Nous demandons l’arrêt immédiat de la privatisation dans le secteur des soins ; la resocialisation des soins, leur retrait complet des mains du secteur privé et le démantèlement de Fresenius, Helios, Orpea, etc.

Nous sommes favorables à des soins universels entièrement publics, de qualité et gratuits au point de prestation – ces soins devraient être financés par l’utilisation des richesses détenues par le secteur privé qui doivent être reprises dans l’intérêt de l’humanité.

Pour que les soins de santé et les services sociaux soient publics, laïques et progressistes, ils doivent être complètement retirés des mains des églises et autres institutions religieuses.

Outre les services publics tels que les crèches universelles et gratuites, les écoles locales de qualité, les soins aux personnes âgées, etc., nous reconnaissons que l’accès libre et sans entrave à l’avortement, à la contraception et aux soins de santé pour les personnes transgenres sur demande, sans honte, sans barrières juridiques ou sans contrôle, sont des droits essentiels pour les personnes qui travaillent dans le secteur des soins et pour celles qui sont chargées de soins non rémunérés.

Les travailleur.se.s du secteur des soins, en particulier les infirmier.ère.s, sont fréquemment victimes d’agressions, de harcèlement sexuel et de racisme sur leur lieu de travail. En outre, la misogynie médicale, les disparités raciales dans les soins, le traitement brutal des personnes transgenres et l’interconnexion des deux sont quelques-uns des problèmes auxquels les patients sont confrontés.

Ainsi, la lutte pour des soins adéquats doit être intrinsèquement une lutte anti-sexiste, anti-transphobe et anti-raciste.

Les soins devraient être démocratisés, par exemple en confiant la gestion des prestataires de soins publics à des comités élus composés de représentants des travailleur.se.s du secteur des soins, des patient.e.s/client.e.s et du mouvement syndical dans son ensemble.

Fondamentalement, le système capitaliste et sa recherche brutale du profit constituent un danger pour la santé humaine et la planète. La recherche du profit au cœur du capitalisme est diamétralement opposée à la centralité des soins. Le profit et les soins s’opposeront toujours. Ce fait est au cœur de la crise insoluble du capitalisme en matière de soins.

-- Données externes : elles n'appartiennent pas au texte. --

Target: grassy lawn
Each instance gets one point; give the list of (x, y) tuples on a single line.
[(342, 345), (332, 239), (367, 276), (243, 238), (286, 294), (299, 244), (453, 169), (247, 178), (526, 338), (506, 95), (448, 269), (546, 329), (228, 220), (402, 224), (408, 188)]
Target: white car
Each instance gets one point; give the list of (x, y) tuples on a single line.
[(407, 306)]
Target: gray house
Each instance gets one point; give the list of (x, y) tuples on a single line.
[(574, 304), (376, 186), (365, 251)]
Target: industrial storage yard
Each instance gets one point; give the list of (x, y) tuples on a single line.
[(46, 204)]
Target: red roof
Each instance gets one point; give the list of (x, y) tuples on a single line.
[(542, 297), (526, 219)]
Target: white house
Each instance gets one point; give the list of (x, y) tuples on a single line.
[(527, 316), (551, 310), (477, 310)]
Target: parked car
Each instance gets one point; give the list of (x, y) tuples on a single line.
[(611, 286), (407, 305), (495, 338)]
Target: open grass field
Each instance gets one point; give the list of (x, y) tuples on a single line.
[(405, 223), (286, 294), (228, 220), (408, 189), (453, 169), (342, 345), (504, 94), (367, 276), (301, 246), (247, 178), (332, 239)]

Les luttes des travailleur.se.s du secteur des soins, les mouvements pour l’amélioration des droits et de l’accès aux soins, à la santé, aux aides et aux services sociaux, sont des luttes situées sur le site de cette collision – et sont des luttes intrinsèquement liées aux besoins et aux intérêts de l’ensemble de la classe ouvrière mondiale.

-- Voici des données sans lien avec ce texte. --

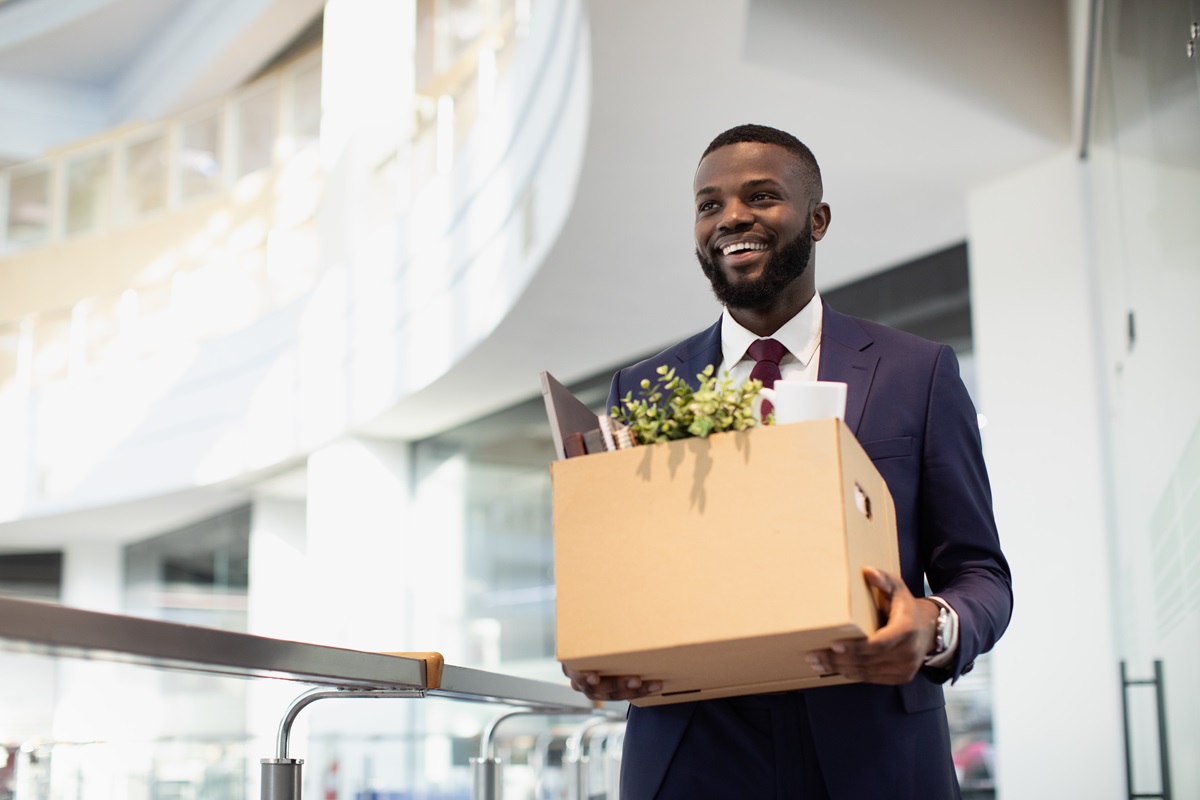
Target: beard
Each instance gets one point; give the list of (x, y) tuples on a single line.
[(783, 266)]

Les luttes liées à la crise des soins doivent être associées à d’autres luttes des travailleur.euse.s et des opprimé.e.s du monde entier dans un mouvement socialiste contre la loi du profit – une lutte pour retirer les richesses et les ressources des mains du secteur privé.

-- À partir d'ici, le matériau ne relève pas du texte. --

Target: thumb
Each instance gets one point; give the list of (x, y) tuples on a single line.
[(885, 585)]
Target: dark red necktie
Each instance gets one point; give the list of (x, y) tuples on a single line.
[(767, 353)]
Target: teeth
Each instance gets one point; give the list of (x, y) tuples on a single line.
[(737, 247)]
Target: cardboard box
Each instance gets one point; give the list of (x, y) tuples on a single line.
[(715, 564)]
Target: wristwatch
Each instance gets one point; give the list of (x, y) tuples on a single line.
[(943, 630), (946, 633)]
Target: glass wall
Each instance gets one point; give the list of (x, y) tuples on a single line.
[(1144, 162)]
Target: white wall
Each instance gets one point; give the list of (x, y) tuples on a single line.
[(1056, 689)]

Avec les leviers clés de l’économie en propriété publique – combattus et gagnés par une classe ouvrière active, consciente, organisée et socialiste et par les masses pauvres qui se sont levées contre la propriété privée de la richesse et l’État qui la défend – un plan démocratique de l’économie pourrait mettre les soins aux personnes et à la planète au centre même de tout. Cela fait partie intégrante de la lutte socialiste et du changement socialiste.